Artists United Against Apartheid is the name taken by these artists, and it includes some big league talent: among others, Sun City features the contributions of Afrika Bambaata, Pat Benatar, Bono of U2, Bob Dylan, George Clinton, Miles Davis, Peter Gabriel, Joey Ramone, Lou Reed, Herbie Hancock, Gil Scott-Heron, Peter Townshend, and the ‘Boss’ himself, Bruce Springsteen. The result is no feeble entertainment all-star sing-a-long … Sun City is not only an important social statement (perhaps the most important of the decades to date), it is an inspired use of talents and abilities. Both Van Zandt and co-produced Arthur Baker are old pros in the studio, and they use the collected entourage to its fullest.

The six songs on Sun City (including two versions of the title cut) are intelligent and exciting, stylistically ranging from the rocking title track to the Afrikan instrumentation of “The Struggle Continues” to the rap/spoken word “Let Me See Your I.D.” The most chilling moment of Sun City, though, is a song that no lyricist could write the words for: “Revolutionary Situation” is a collection of scraps from speeches from both sides of the issue set to a musical backing. Listening to the point/counterpoint from Bishop Tutu, Ronnie Reagan, South African Prime Minster Botha, and unnamed protesters underlines the relevance and controversy of this struggle.

All artist royalties from Sun City go to the Africa Fund, a non-profit organization working towards freedom and equality for South Africa’s 20 million blacks. (Manhattan Records, 1985)
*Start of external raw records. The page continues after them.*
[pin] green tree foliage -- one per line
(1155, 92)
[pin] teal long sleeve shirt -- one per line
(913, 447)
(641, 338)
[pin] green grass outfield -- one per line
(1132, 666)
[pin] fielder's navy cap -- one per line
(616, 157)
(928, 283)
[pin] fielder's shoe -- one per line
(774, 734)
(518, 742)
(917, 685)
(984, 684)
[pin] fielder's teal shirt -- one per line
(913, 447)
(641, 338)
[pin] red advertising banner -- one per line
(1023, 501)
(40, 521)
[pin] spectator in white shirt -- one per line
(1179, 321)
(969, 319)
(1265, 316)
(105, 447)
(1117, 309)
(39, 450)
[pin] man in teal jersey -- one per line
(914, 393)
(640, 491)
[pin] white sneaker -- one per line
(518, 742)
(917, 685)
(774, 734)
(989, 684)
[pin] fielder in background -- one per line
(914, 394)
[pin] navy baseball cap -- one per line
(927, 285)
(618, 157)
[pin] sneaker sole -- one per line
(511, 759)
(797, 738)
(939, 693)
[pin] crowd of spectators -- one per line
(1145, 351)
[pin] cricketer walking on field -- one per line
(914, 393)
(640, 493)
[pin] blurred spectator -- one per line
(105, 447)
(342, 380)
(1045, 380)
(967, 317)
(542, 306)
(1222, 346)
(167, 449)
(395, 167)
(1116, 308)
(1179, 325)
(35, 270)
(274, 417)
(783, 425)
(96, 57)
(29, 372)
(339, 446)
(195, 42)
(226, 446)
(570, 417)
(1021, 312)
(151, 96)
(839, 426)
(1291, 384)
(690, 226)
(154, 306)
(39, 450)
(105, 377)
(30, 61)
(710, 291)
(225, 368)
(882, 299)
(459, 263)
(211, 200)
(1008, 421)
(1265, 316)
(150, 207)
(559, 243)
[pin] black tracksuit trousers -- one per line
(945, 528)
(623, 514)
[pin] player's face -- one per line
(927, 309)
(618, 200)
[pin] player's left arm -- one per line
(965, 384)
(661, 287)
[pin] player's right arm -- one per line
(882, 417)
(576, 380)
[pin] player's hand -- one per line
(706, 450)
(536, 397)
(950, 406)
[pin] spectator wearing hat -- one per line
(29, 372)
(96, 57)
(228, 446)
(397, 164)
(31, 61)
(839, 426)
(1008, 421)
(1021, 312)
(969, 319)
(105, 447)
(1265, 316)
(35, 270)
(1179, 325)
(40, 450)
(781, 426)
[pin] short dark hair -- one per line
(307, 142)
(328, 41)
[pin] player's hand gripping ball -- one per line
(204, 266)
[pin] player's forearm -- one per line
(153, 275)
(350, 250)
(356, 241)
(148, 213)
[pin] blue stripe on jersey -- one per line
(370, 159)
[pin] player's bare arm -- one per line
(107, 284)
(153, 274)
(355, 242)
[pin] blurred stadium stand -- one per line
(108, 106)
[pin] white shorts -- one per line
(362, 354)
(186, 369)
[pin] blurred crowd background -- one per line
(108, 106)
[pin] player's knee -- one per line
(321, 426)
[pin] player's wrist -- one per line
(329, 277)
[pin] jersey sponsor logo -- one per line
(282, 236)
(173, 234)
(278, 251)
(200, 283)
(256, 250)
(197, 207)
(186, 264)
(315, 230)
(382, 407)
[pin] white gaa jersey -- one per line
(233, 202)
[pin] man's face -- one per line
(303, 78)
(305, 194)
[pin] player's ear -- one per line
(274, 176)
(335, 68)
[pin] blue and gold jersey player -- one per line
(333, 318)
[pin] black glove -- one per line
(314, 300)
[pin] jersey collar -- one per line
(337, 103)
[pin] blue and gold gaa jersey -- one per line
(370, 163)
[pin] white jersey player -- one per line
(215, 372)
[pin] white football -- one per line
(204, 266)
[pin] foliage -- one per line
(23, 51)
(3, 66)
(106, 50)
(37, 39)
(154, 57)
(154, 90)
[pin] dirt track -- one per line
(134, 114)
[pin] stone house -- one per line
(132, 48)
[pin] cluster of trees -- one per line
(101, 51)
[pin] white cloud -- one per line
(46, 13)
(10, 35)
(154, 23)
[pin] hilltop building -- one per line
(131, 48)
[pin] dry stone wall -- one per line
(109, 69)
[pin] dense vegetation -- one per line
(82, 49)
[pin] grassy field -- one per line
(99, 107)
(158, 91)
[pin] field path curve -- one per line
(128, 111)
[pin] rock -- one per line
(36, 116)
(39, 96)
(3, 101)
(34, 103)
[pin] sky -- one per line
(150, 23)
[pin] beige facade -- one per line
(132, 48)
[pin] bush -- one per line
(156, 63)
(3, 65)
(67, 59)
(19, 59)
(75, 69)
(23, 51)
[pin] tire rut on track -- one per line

Review originally published by The Metro, November 1985


Buy the CD from Amazon: Artists United Against Apartheid’s Sun City

(Editor’s note, 2022: The Sun City album and single raised more than a million U.S. dollars for anti-apartheid projects, and inspired other musicians (notably Johnny Clegg) to create their own local organizations. Apartheid would come to an end in 1994 when former state prisoner Nelson Mandela was elected president of South African and his African National Congress (ANC) party won 60% of the seats in the legislature.)